I have a pang of nostalgia for an earlier time. A time when I knew a little group of very cool guys, and I wanted to hang out at their lunch table, but the other girls always wrecked it by giggling and acting like they had never seen boys before. The guys always drank red pop and ate powdered donuts and drew anarchy symbols on their pantlegs. They made mix tapes which included The Sex Pistols, The Buzzcocks and The Dead Milkmen. But also the Pogues, and how cool is that? By junior high standards they were nerds, but I was in awe of them, with their black trench coats and feathery pencil drawings of boy warriors with shopping carts. They wore Converse All-stars and always drew on the soles. They spun the most delightful bullshit. I wished myself a boy so I could walk home with them across the railroad tracks, and go back to their houses and listen to college radio and sneak smokes behind the garage, talking about dicks, bullies, acne and building super heroes. In those moments I loathed being a girl. Sprouting breasts seemed to close me off from their world. My anatomy prevented me from that simple freedom of boisterous uninhibited smut, pop culture references and improvisational silliness.

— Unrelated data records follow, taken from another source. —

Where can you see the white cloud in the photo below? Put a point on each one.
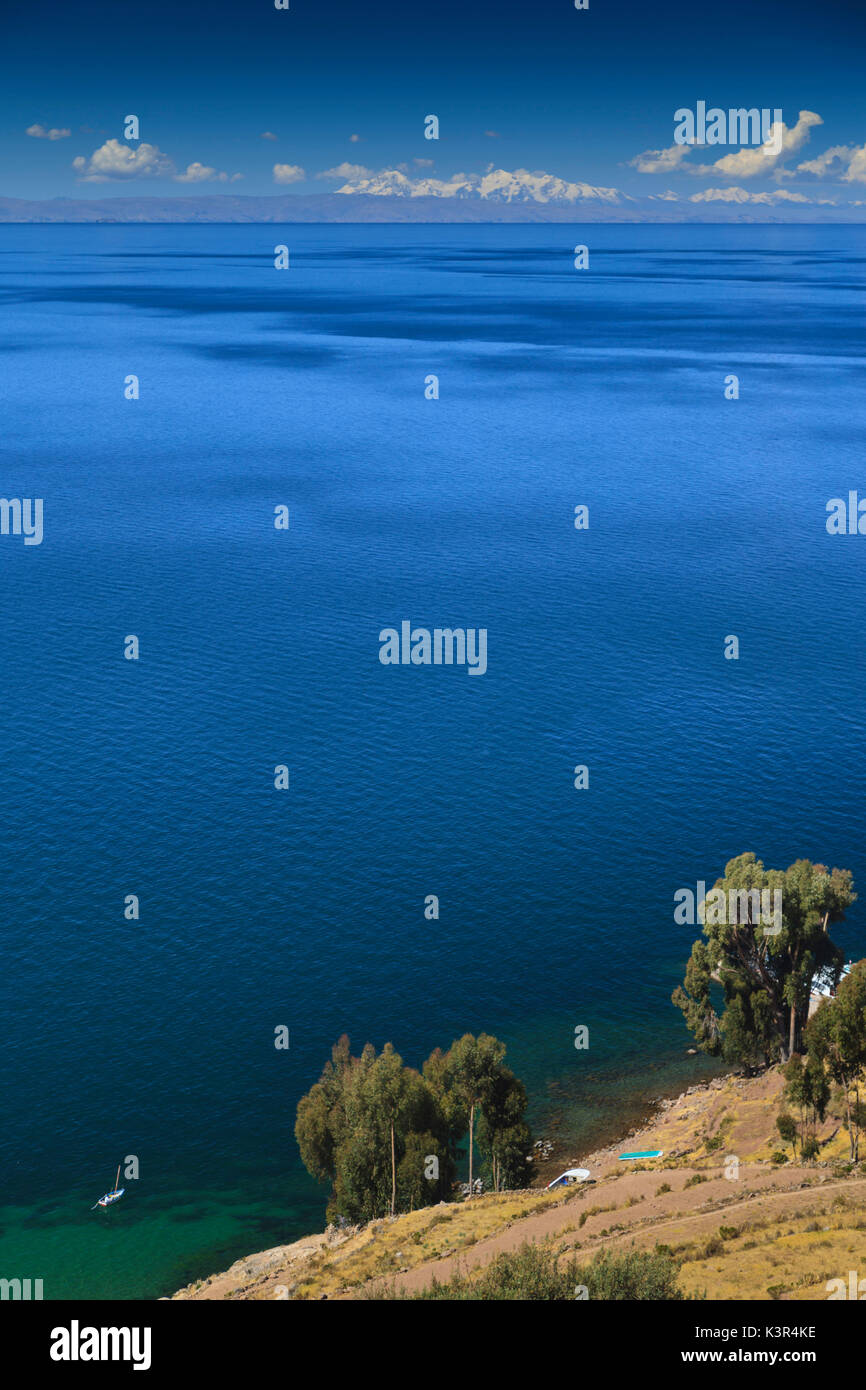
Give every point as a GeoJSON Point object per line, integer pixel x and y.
{"type": "Point", "coordinates": [116, 160]}
{"type": "Point", "coordinates": [39, 132]}
{"type": "Point", "coordinates": [346, 171]}
{"type": "Point", "coordinates": [754, 160]}
{"type": "Point", "coordinates": [498, 185]}
{"type": "Point", "coordinates": [829, 164]}
{"type": "Point", "coordinates": [205, 174]}
{"type": "Point", "coordinates": [288, 174]}
{"type": "Point", "coordinates": [741, 195]}
{"type": "Point", "coordinates": [660, 161]}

I watch these real time boys and catch them like a photograph, wishing I had a notebook so I could get it all down. Adorable Retainer says something about a teacher who is “like a boil on my ass”, only of course he pronounces it as “ash”. I lean in trying to catch more, without looking like some kind of freak. They get louder when they notice me, trying to gross me out, but instead I am enchanted. I watch them lean in close to each other, pointing out ugly patrons, laughing until they snort and cry. They talk about some kid on the bus they called Special K, the time one of them barfed someplace public. Then what was that the witty one said about the crazy eyes of Vietnam vets? They laugh with their whole bodies, contorting in their seats and moving their arms around to punctuate their sentences.

I bask in the vigor of their unmapped futures, their easy slumping. I hope they can carry this ease along with them. I hope they learn that not all girls are giggly insipid puddles, I hope their group stays tight. I wonder if they know what a treasure they have, how lucky they are to be young with everything still ahead of them. I wonder if they know how much strength they will draw from this moment.